Raschen Ganges überschritten sie die Lichtung und standen vor dem Felsblock. Mit roher Arbeit war der vorderen Fläche des Steines das Zeichen einer Flamme eingemeißelt. „Ein Stein des Loki!“ sagte Eberwein in tiefer Bewegung. „Hier loderte die Flamme und floß den falschen Göttern das Blut der Opfer. Hier wollen wir die lautere Flamme des wahren Glaubens entzünden und dem Himmel opfern, auf den wir hoffen. Rufe die Brüder, Schweiker – ich will die Messe lesen auf diesem Stein.“

Ueber Schweikers Backen kollerten zwei dicke Zähren; er fuhr mit der Faust über Augen und Nase und rannte davon. Noch eh’ er den Waldsaum erreichte, kamen ihm Waldram und Wampo mit den Knechten und Saumtieren schon entgegen. Nun standen sie alle vor dem Stein, dann wanderten sie auf der Lichtung umher; bei der Quelle kosteten sie das Wasser, es schmeckte frisch und erquickend; nur Eberwein wies den Trunk zurück und sagte: „Nach der Messe.“

Mit vergnüglich zwinkernden Augen stand Bruder Wampo vor dem kleinen, von bunten Blumen umblühten Teich. „Lieb schaut sich das Wasserl an,“ meinte er, „es fehlen nur die Ferchen drin, die Karpfen und Hecht’.“

„Geh, Du!“ brummte Schweiker. „Mußt denn allweil an die Schüssel denken – es giebt doch andere Ding’ auch noch auf der Welt!“

Man nahm den Saumtieren die Ladung ab, und während Eberwein, Waldram und Wampo mit dem Oeffnen der Ballen beschäftigt waren, säuberte Schweiker den Stein und räumte die Asche fort; zwei Knechte halfen ihm; neben dem Stein errichtete er aus Stangen ein Gerüst für die kleine Glocke, welche eines der Saumtiere als halbe Ladung getragen hatte.

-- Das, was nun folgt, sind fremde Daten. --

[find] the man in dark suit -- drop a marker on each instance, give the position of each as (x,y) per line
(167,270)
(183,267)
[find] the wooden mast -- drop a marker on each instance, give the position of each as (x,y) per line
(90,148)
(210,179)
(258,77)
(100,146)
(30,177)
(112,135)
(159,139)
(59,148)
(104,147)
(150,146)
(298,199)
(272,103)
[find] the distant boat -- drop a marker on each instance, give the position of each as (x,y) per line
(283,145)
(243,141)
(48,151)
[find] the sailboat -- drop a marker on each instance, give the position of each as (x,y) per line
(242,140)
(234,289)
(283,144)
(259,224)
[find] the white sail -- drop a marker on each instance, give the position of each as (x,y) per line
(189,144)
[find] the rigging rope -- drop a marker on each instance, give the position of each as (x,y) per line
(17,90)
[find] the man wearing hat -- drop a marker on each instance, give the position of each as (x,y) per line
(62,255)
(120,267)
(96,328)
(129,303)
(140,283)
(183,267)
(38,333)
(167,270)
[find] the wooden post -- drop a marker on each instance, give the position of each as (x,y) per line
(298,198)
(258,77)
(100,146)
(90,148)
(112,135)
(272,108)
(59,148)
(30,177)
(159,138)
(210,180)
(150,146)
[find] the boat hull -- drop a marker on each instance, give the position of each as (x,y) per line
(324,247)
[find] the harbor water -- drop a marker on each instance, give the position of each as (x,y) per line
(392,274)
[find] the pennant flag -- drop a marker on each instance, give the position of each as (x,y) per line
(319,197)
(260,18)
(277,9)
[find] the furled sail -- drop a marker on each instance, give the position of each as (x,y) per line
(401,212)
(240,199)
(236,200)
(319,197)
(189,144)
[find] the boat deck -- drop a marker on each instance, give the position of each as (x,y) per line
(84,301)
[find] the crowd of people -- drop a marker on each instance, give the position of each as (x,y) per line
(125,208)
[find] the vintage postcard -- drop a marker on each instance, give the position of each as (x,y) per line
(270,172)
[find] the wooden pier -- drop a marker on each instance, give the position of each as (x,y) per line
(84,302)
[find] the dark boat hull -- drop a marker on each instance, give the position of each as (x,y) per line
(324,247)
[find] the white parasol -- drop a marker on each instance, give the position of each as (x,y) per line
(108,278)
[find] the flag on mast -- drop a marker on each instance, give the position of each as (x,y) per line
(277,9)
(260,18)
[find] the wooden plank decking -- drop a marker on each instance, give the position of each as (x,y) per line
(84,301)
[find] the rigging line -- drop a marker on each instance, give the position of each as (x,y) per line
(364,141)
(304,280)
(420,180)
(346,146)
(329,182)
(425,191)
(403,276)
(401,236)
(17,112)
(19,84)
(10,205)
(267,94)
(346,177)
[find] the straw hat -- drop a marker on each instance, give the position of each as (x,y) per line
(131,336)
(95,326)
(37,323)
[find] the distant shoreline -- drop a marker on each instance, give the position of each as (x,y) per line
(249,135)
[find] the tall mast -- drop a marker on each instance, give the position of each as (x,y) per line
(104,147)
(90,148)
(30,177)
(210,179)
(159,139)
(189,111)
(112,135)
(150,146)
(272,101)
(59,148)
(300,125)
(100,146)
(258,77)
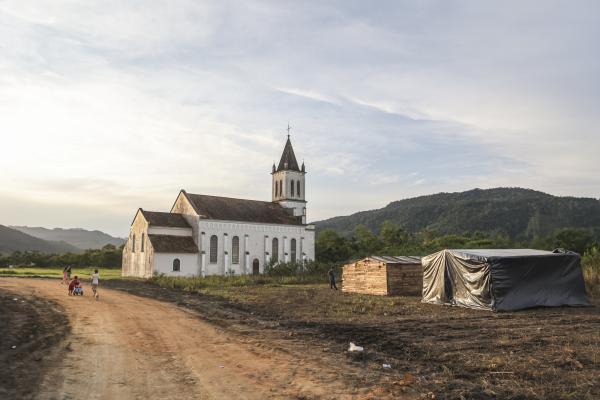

Stunde um Stunde verging in reger Arbeit. Die Sonne stand schon nahe der Mittagshöhe, als Eberwein, bekleidet mit Chorhemd und Stola, den Heidenstein zum Altar Gottes weihte. Dann las er die „stille Messe“, bei welcher Schweiker ministrierte. Waldram saß auf einer Wurzel der halbverkohlten Eiche, Bruder Wampo und die Knechte knieten an seiner Seite. Lautlose Stille lag über der sonnigen Lichtung, nur manchmal zwitscherte ein Vogel am Waldsaum, und gedämpft klang aus dem Thal herauf das Rauschen der Ache. Als Eberwein zur Wandlung den Kelch erhob, zog Schweiker die Glocke. Zitternd schwebten ihre hellen Klänge durch die stille Luft und fanden ein Echo im Wald. Kleine Vögel kamen herbeigeflogen, als hätte der Klang sie neugierig gemacht, und mit erregtem Gezwitscher umflatterten sie den verkohlten Baum. Am Waldsaum erschien ein Reiter; einen kurzen Blick nur warf er über die Lichtung, dann riß er das Pferd herum und verschwand wieder.

(Fortsetzung folgt.)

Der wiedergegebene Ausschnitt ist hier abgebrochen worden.